30.01.2019 | aktual.: 30.01.2019 13:51
Apple osiągnęło przychód na poziomie 84,3 mld dol. i zysk w wysokości 4,18 dol. na jedną akcję, wobec prognozowanych przez analityków, odpowiednio, 83,97 mld dol. i 4,17 dol. Przy czym w pierwotnych szacunkach firma z Cupertino spodziewała się 89 - 93 mld dol. przychodu, ale z czasem, widząc niezadowalającą sprzedaż iPhone'ów, oczekiwania skorygowano.
Dochody z tytułu sprzedaży iPhone'ów spadły o 15 proc., porównując rok do roku. Aże jest to wiodący sektor firmy, widoczne wzrosty w innych gałęziach biznesu nie były w stanie skompensować strat. Mimo iż iPady zanotowały, na plusie, 17 proc., Maki – 9 proc., a gadżety ubierane, w tym Apple Watche – aż 33 proc. (Akcesoria jak futerały czy adaptery nie są uwzględniane).
Nie mogąc pochwalić się rekordowymi zyskami, korporacja postanowiła ujawnić łączną liczbę wszystkich aktywnych użytkowników swoich urządzeń. Dyrektor finansowy Luca Maestri zdradził, że liczba aktywnych użytkowników sprzętu z jabłkiem w logo wynosi 1,4 mld, z czego 900 mln to posiadacze iPhone'a. Informację tę potwierdził później Tim Cook.
W takim wypadku nic dziwnego, że Apple chce inwestować w kolejne usługi.
Obniżki cen? Tak, ale raczej nie dla Polaków
Trochę nieoczekiwanie, w wywiadzie dla Reutersa Tim Cook wreszcie zauważył, że jednym z głównych problemów iPhone'a mogą być zbyt wysokie ceny. Jednak nie powiedział tego wprost.
Użył przykładu liry tureckiej, której wartość w dolarach amerykańskich w 2018 r. spadła o 33 proc. Następnie powiązał to ze spadkiem przychodów z tamtejszego rynku; 700 mln dol. mniej rok do roku. Padł wniosek, że „niektóre rynki mogą wymagać dostosowania cen do sytuacji ekonomicznej”. Innymi słowy: prezes zastanawia się nad wprowadzeniem obniżek na wybranych rynkach.

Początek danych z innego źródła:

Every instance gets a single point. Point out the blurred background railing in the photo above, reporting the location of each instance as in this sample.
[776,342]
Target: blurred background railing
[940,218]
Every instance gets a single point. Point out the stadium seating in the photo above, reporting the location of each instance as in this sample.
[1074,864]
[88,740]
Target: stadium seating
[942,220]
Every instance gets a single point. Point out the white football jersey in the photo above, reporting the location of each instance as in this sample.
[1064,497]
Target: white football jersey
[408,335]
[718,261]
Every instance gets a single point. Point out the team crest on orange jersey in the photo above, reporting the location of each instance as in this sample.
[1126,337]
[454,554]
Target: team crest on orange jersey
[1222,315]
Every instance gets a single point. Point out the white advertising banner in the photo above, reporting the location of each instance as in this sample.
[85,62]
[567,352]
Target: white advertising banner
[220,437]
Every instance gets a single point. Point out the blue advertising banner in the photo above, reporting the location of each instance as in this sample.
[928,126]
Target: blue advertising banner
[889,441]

Ale czy na jego liście znajduje się także Polska? To mało prawdopodobne. W ciągu ostatniego roku złotówka, owszem, straciła na wartości, ale raptem około 4 proc. Tak więc nawet jeśli w Cupertino uwzględnią różnicę kursu walut dla Polski, to jedynym, na co możemy liczyć, jest... etui.